The language employed in the statute, taken literally, would mean any machinery placed inside the structure, or work or labor done on it. However, when we take into consideration the purpose of mechanic’s lien laws, the statute is not to be so literally construed. The law was meant to protect and favor those who actually worked on, or contributed labor or material to, the construction, improvement, or repair of a building or other structure, thereby permanently enhancing its value. It was not intended to apply to personalty in no way attached to or used in connection with the building or structure.
The printing press, to which it is here sought to attach the lien, had no connection with the building, was in no sense a part of it, and was not to be so used. Labor and material, when once used, lose their value to the laborer or materialman, and neither can be repossessed. They enhance the value of the property and usually are difficult of separation. Machinery and equipment, though used in a building, are not necessarily a part of it, and may be moved from place to place regardless of the structure in which temporarily located. The claimant here did nothing to enhance the value of the printing press, and it was in no way an instrument by which his work was performed. Its connection with the building was negligible, being bolted to the floor.
Where machinery or equipment is permanently incorporated with the use to which the building is to be put and is to be associated with said use of the structure, such as elevators, furnaces, boilers, and dynamos, it becomes a part of the realty and is within the mechanic’s lien statute of the commonwealth of Kentucky. Where the machinery or equipment is not permanently incorporated with the use to which the building is to be put, but is used in the conduct of some manufacturing or other business carried on within the building, such as printing presses, typewriters, washing machines, electric motors, electric fans, ironers, mangels, and pressers, it is not a part of the realty and not within the mechanic’s lien statute.
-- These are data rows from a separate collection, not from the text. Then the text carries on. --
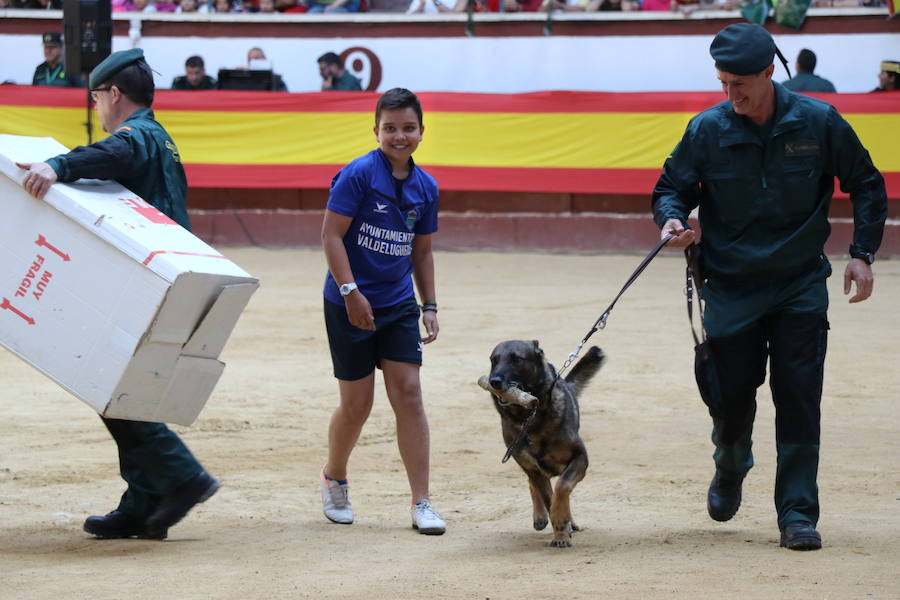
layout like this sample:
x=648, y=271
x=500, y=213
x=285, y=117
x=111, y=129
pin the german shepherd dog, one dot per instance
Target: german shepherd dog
x=552, y=446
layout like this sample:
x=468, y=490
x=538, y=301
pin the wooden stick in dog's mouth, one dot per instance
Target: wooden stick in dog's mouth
x=512, y=395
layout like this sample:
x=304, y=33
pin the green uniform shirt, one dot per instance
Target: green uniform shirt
x=346, y=82
x=141, y=156
x=181, y=83
x=56, y=76
x=763, y=201
x=807, y=82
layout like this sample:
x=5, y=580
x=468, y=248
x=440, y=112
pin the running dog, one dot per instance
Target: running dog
x=552, y=446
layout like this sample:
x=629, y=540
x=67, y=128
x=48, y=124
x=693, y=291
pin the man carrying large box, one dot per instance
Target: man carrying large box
x=164, y=479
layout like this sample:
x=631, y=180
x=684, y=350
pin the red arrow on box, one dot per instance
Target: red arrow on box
x=42, y=241
x=6, y=305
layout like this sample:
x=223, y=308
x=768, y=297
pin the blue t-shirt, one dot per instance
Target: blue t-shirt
x=380, y=238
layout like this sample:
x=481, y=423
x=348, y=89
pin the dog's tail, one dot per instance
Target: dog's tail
x=585, y=369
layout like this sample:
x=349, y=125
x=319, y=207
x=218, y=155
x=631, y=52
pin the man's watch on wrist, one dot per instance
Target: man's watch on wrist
x=866, y=257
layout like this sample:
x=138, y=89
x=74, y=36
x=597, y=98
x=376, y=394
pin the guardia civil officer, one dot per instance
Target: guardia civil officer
x=52, y=71
x=164, y=479
x=761, y=167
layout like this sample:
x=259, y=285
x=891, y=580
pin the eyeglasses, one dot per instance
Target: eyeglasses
x=95, y=90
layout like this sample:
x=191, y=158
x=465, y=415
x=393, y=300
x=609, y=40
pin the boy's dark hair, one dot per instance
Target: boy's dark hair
x=398, y=98
x=806, y=61
x=135, y=82
x=194, y=62
x=330, y=58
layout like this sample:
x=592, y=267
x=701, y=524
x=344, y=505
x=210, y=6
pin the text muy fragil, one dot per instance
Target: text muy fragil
x=385, y=241
x=31, y=279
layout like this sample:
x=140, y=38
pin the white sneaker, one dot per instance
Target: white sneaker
x=336, y=500
x=426, y=519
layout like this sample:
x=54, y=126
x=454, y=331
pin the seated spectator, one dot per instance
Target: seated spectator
x=804, y=80
x=595, y=5
x=657, y=5
x=52, y=71
x=436, y=6
x=192, y=6
x=195, y=77
x=145, y=6
x=228, y=6
x=508, y=5
x=331, y=6
x=889, y=77
x=255, y=56
x=334, y=76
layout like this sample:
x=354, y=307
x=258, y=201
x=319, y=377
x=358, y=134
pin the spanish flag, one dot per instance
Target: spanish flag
x=559, y=142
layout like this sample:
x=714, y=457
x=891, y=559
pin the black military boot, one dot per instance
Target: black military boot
x=800, y=535
x=724, y=496
x=174, y=506
x=120, y=525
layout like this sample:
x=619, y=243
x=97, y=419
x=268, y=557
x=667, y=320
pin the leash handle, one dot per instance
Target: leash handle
x=600, y=323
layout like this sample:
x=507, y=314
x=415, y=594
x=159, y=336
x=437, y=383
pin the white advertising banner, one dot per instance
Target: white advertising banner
x=492, y=64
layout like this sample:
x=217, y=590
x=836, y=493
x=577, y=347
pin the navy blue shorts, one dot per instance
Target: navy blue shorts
x=356, y=352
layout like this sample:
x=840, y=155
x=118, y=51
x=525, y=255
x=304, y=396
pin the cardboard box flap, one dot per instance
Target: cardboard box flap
x=209, y=338
x=181, y=314
x=117, y=215
x=192, y=377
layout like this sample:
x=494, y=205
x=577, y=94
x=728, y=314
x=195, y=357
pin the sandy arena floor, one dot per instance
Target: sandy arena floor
x=647, y=535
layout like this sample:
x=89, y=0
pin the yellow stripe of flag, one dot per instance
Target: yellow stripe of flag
x=558, y=140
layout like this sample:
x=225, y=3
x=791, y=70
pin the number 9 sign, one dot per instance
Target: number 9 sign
x=364, y=64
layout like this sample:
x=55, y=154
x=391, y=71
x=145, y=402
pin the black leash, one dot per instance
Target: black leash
x=599, y=324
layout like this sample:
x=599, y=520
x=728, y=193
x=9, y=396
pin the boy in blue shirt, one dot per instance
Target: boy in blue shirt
x=380, y=215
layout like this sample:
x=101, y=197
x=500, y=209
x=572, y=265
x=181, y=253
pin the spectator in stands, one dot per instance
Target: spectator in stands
x=143, y=6
x=804, y=80
x=52, y=71
x=594, y=5
x=192, y=6
x=256, y=54
x=334, y=77
x=436, y=6
x=657, y=5
x=331, y=6
x=889, y=77
x=228, y=6
x=195, y=77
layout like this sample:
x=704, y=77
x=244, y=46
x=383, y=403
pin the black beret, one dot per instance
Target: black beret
x=53, y=38
x=742, y=49
x=112, y=64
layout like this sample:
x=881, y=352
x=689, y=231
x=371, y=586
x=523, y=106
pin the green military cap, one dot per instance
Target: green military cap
x=890, y=66
x=52, y=38
x=112, y=64
x=742, y=49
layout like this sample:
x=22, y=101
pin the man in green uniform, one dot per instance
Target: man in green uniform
x=888, y=77
x=52, y=71
x=334, y=77
x=195, y=77
x=805, y=80
x=164, y=479
x=760, y=166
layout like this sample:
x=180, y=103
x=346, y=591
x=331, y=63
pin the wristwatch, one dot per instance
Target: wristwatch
x=868, y=257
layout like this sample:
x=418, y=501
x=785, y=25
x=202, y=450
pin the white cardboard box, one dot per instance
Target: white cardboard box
x=109, y=297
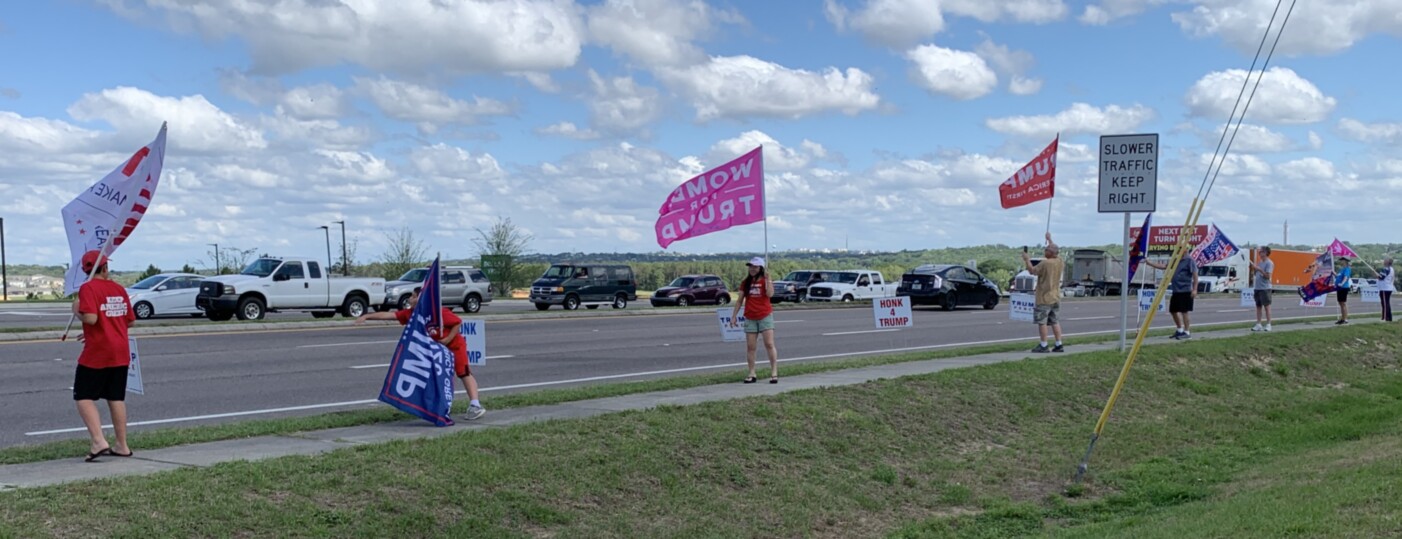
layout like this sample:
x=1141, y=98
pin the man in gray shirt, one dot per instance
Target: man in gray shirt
x=1261, y=271
x=1183, y=292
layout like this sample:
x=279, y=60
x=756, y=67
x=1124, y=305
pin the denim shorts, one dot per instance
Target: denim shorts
x=760, y=326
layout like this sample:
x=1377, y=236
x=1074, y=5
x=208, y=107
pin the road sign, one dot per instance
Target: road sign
x=1129, y=173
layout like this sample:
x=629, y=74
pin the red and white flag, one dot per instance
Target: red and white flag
x=1036, y=180
x=103, y=218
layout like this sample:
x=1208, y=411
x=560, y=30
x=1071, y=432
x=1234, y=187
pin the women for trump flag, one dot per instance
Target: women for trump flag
x=1036, y=180
x=103, y=218
x=719, y=198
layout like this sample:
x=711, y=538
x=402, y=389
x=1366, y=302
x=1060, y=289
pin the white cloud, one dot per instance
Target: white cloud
x=1355, y=129
x=1321, y=27
x=776, y=155
x=956, y=73
x=412, y=37
x=569, y=131
x=1077, y=120
x=1283, y=97
x=746, y=86
x=655, y=32
x=620, y=104
x=195, y=124
x=412, y=103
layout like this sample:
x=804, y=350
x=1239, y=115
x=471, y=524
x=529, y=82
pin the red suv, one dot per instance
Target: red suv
x=691, y=289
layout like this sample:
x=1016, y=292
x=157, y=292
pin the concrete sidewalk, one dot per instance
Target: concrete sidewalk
x=313, y=442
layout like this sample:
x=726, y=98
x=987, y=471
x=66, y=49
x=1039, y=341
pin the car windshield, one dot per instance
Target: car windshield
x=560, y=271
x=414, y=275
x=147, y=282
x=798, y=275
x=262, y=267
x=1213, y=271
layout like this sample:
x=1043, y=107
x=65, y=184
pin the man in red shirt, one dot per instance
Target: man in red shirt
x=452, y=338
x=101, y=374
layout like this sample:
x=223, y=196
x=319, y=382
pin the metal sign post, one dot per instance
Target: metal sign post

It would be a distortion of the purpose of the mechanic’s lien statute to so construe it as to include machinery or equipment brought on to the premises but in no way permanently connected with the building or its use.
As I have heretofore stated, no mechanic’s lien could be asserted under the common law. Being purely a creature of statute, except where civil law prevails, decisions of other courts interpreting mechanic’s lien statutes of their respective states are not helpful because of a lack of similarity to the Kentucky statute with which we are dealing. The attorneys for the respective parties have cited numerous decisions construing mechanic’s lien statutes, but I am disregarding them for the reason above stated.
The petition for review will be denied.